Criteria in Selecting Software for Health: Outcome of a FOSS Training Workshop

What do you look for in a software for health?

This question was answered by all PANACeA members participating in the second day of FOSS Training through a metaplan workshop.

The workshop had each participant respond to the question by writing his/her answers on the three metacards provided to her/him.

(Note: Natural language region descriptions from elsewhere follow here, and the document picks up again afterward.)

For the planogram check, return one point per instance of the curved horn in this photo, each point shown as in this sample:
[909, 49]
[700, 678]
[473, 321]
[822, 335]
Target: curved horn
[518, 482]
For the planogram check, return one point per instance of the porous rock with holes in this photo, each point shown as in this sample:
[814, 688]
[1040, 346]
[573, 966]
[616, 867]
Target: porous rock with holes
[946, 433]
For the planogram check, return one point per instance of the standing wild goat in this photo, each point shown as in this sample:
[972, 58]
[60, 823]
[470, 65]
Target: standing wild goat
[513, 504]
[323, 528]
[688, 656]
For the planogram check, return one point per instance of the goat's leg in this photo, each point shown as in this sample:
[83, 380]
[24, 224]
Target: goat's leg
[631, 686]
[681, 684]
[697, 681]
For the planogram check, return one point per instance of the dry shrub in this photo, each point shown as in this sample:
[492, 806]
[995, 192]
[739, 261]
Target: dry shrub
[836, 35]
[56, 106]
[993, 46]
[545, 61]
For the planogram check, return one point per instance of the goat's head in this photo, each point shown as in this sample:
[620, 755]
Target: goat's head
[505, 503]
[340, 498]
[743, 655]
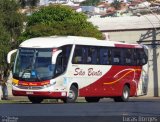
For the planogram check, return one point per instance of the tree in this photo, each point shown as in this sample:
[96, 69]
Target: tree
[59, 20]
[116, 4]
[11, 24]
[90, 2]
[30, 3]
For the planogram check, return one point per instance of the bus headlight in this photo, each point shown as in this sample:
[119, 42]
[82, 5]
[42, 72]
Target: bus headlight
[52, 82]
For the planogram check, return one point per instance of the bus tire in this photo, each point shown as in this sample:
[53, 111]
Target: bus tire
[92, 99]
[73, 94]
[125, 95]
[35, 99]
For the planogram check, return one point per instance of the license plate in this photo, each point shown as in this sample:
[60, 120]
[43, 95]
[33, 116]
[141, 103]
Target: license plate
[29, 92]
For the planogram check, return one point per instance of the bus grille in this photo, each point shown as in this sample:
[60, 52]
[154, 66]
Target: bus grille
[30, 87]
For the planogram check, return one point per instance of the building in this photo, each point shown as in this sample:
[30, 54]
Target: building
[143, 29]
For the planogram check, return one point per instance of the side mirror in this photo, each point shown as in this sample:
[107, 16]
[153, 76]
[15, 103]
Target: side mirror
[54, 58]
[9, 55]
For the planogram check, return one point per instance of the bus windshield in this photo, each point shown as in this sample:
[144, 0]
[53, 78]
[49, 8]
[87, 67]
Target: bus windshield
[34, 64]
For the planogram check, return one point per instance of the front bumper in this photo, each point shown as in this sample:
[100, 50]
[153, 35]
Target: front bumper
[44, 94]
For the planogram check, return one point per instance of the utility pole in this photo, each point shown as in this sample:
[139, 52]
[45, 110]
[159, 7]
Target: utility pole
[155, 70]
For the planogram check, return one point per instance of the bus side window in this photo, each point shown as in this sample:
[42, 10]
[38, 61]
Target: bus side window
[142, 57]
[92, 57]
[135, 57]
[78, 55]
[116, 56]
[128, 57]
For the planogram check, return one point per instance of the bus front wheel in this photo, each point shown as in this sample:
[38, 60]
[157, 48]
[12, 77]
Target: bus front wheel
[35, 99]
[73, 94]
[125, 95]
[92, 99]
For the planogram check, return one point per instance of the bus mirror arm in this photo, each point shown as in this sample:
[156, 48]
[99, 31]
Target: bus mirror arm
[55, 56]
[10, 54]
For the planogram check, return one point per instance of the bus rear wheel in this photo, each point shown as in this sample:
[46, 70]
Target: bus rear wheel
[92, 99]
[73, 94]
[35, 99]
[125, 95]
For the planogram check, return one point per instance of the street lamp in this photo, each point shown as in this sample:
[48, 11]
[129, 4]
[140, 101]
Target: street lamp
[155, 70]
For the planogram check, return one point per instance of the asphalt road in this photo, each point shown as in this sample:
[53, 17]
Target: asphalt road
[136, 110]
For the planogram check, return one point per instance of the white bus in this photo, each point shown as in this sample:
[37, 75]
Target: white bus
[70, 67]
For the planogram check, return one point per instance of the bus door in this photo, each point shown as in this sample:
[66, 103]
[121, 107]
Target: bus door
[143, 82]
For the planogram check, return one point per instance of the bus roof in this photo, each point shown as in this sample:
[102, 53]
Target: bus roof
[57, 41]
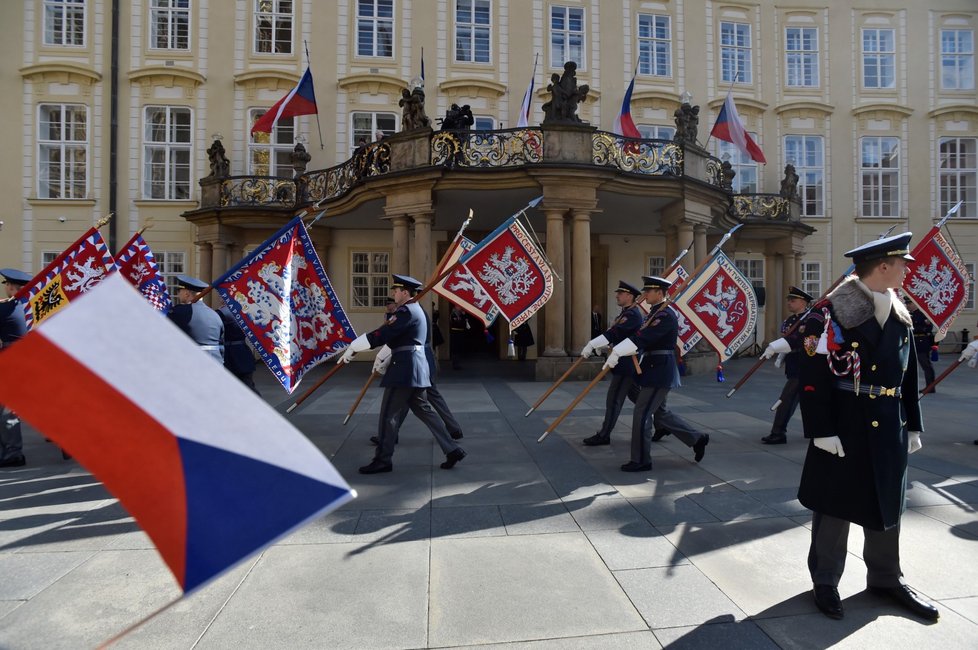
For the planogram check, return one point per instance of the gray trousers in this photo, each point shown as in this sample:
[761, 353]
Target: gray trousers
[401, 398]
[827, 555]
[11, 438]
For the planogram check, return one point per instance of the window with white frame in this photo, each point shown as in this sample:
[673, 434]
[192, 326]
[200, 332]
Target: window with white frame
[801, 56]
[473, 25]
[368, 127]
[880, 176]
[370, 278]
[167, 146]
[273, 26]
[735, 53]
[64, 22]
[270, 154]
[805, 152]
[879, 58]
[745, 178]
[811, 278]
[566, 36]
[957, 59]
[958, 169]
[62, 156]
[655, 45]
[169, 26]
[375, 28]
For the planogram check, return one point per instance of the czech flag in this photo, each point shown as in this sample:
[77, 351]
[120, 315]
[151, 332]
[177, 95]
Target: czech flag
[301, 100]
[624, 126]
[209, 470]
[731, 129]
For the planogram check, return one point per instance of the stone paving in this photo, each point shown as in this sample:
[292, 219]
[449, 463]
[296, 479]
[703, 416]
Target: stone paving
[522, 545]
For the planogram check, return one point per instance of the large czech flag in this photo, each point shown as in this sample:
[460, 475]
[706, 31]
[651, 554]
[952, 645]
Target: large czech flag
[209, 470]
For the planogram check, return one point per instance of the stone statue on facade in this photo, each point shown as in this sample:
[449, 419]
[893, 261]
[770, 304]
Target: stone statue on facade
[565, 95]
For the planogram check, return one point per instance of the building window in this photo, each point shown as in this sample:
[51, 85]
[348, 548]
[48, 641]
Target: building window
[375, 28]
[273, 26]
[368, 127]
[811, 278]
[880, 177]
[170, 24]
[64, 22]
[735, 53]
[62, 141]
[473, 19]
[167, 144]
[270, 154]
[566, 36]
[879, 58]
[654, 45]
[958, 180]
[370, 277]
[806, 154]
[801, 52]
[957, 59]
[171, 264]
[745, 179]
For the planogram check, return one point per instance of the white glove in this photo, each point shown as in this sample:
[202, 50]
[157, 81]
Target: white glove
[777, 346]
[913, 442]
[831, 444]
[594, 345]
[360, 344]
[383, 360]
[970, 354]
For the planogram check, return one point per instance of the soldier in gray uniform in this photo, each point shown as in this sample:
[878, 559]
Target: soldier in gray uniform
[197, 320]
[407, 377]
[12, 327]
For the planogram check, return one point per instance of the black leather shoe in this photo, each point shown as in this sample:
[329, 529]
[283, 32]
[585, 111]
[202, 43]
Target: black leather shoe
[659, 434]
[828, 601]
[909, 599]
[632, 466]
[452, 458]
[376, 467]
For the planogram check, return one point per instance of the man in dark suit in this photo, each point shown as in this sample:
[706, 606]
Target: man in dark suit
[860, 408]
[407, 377]
[13, 326]
[197, 320]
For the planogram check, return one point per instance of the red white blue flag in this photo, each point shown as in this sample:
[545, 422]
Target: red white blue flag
[283, 301]
[213, 480]
[730, 128]
[137, 264]
[301, 100]
[77, 270]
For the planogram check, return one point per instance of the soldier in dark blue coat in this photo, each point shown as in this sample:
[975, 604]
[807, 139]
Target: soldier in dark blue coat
[790, 347]
[622, 375]
[407, 376]
[13, 326]
[860, 409]
[197, 320]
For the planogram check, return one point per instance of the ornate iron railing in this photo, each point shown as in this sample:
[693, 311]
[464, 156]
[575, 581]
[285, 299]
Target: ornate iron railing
[650, 157]
[502, 148]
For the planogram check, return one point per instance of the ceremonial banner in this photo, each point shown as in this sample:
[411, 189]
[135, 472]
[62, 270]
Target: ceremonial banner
[137, 265]
[281, 298]
[78, 269]
[512, 272]
[937, 282]
[721, 305]
[463, 290]
[209, 470]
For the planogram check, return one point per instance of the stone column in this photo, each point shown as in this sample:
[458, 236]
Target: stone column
[580, 280]
[554, 311]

The cards containing the answers were each shown and read aloud by the workshop facilitator and mounted on a training room's wall. These were clustered according to particular themes. What follows is the result of the workshop.


  1. User-Friendliness
    • Should work the way the user think
    • Should address user's computing needs
    • Easy to use
    • Easy to learn
    • With good interface
  2. Support
    • Should be readily available
    • With support group
    • Strong community support
    • Support should be continuous
    • Support should either be in person or remote
    • Responds to the needs of user
  3. Reliability
  4. Security
    • Data should be secure
    • There should be clarity in how the system works
    • Should protect the rights of the patients
  5. Software's development
    • Longevity - Software updates should not affect data produced through the software revisions
    • No dead-end in development
    • There's roadmap for development
    • With sufficient number of developers
    • Regularly updating
  6. Interoperability and Open Standards
    • Complies with W3C, ISO, etc.
    • Can synchronize with other softwares
  7. Accessibility. Can be used irregardless of physical limitations of users
  8. Customization
    • Can be adapted to local languages
    • Control of code rests with user
    • Customizable to new input devices
  9. Cost. Should be cost-effective and with low maintenance cost.
  10. Gender sensitivity. Software does not discriminate against rights of users, be they men or women, irregardless of their gender orientation.
  11. Environment-Friendliness. Software must contribute to the care for the environment, e.g., by being less computer resource-hungry, less paper waste.


1. Responses to the workshop question mostly fell under the themes of User-friendliness, Customizability, and Cost, in that particular order.